Enquanto desfrutava de uma massagem nos pés na Chinatown de Buenos Aires, conversei com minha massagista, uma mulher de Fujian chamada Wang, com quase 50 anos. Pareceu-me que a sua vida reflectia a de muitos imigrantes chineses recentes na Argentina. Ela come exclusivamente comida chinesa, seus amigos são chineses e ela ainda fala principalmente chinês.
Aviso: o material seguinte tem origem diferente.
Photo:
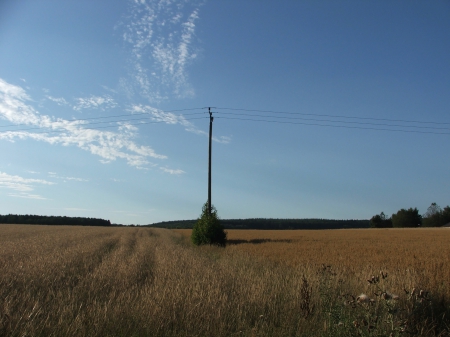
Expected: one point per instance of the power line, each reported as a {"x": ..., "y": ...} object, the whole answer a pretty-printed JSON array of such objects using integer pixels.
[
  {"x": 335, "y": 126},
  {"x": 335, "y": 116},
  {"x": 337, "y": 121}
]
Embora não seja incomum que os imigrantes em qualquer lugar gravitem em torno da sua própria comunidade, esta tendência parece ser particularmente forte entre os chineses. A presença da China na Argentina está a tornar-se cada vez mais visível. Em Buenos Aires, os minimercados de bairro são tão frequentemente administrados por imigrantes chineses que os moradores locais se referem a essas lojas como Chinos. Por mais familiar que seja a loja, o chinês atrás do balcão permanece um tanto distante.
Quando perguntei a amigos argentinos o que pensavam dos chineses, as respostas foram as mesmas: trabalhadores, educados, mas reservados. As lojas foram tecidas no tecido urbano. Não havia lojistas. Este espaço fascinou-me.
Contudo, descrever este fenómeno como um traço chinês pode ser confundir história com personalidade.